DLS 2020: Proceedings of the 16th ACM SIGPLAN International Symposium on Dynamic Languages

Full Citation in the ACM Digital Library


Amalgamating different JIT compilations in a meta-tracing JIT compiler framework

Most virtual machines employ just-in-time (JIT) compilers to achieve high-performance. Trace-based compilation and method-based compilation are two major compilation strategies in JIT compilers. In general, the former excels in compiling programs with more in-depth method calls and more dynamic branches, while the latter is suitable for a wide range of programs. Some previous studies have suggested that each strategy has its advantages and disadvantages, and there is no clear winner.

In this paper, we present a new approach, namely, the meta-hybrid JIT compilation strategy. It combines trace-based and method-based compilations to utilize the advantages of both strategies. Moreover, it is realized as a meta JIT compiler framework; thus, we can generate a VM with a hybrid JIT compiler that can apply different program parts by merely writing an interpreter with our framework.

We chose to extend a meta-tracing JIT compiler and supported the two compilations on it. As a prototype, we implemented a simple meta-tracing JIT compiler framework called BacCaml based on the MinCaml compiler by following RPython’s architecture.

We evaluated its performance by creating a small functional programming language with BacCaml and running microbenchmark programs. Furthermore, we performed a synthetic experiment to confirm that there are programs that run faster by hybrid compilation.

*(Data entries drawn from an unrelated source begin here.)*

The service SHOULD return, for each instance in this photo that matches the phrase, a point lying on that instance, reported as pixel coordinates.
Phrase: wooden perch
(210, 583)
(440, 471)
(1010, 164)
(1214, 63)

Wasm/k: delimited continuations for WebAssembly

WebAssembly is designed to be an alternative to JavaScript that is a safe, portable, and efficient compilation target for a variety of languages. The performance of high-level languages depends not only on the underlying performance of WebAssembly, but also on the quality of the generated WebAssembly code. In this paper, we identify several features of high-level languages that current approaches can only compile to WebAssembly by generating complex and inefficient code. We argue that these problems could be addressed if WebAssembly natively supported first-class continuations. We then present Wasm/k, which extends WebAssembly with delimited continuations. Wasm/k introduces no new value types, and thus does not require significant changes to the WebAssembly type system (validation). Wasm/k is safe, even in the presence of foreign function calls (e.g., to and from JavaScript). Finally, Wasm/k is amenable to efficient implementation: we implement Wasm/k as a local change to Wasmtime, an existing WebAssembly JIT. We evaluate Wasm/k by implementing C/k, which adds delimited continuations to C/C++. C/k uses Emscripten and its implementation serves as a case study on how to use Wasm/k in a compiler that targets WebAssembly. We present several case studies using C/k, and show that on implementing green threads, it can outperform the state-of-the-art approach Asyncify with an 18% improvement in performance and a 30% improvement in code size.

Pricing Python parallelism: a dynamic language cost model for heterogeneous platforms

Execution times may be reduced by offloading parallel loop nests to a GPU. Auto-parallelizing compilers are common for static languages, often using a cost model to determine when the GPU execution speed will outweigh the offload overheads. Nowadays scientific software is increasingly written in dynamic languages and would benefit from compute accelerators. The ALPyNA framework analyses moderately complex Python loop nests and automatically JIT compiles code for heterogeneous CPU and GPU architectures.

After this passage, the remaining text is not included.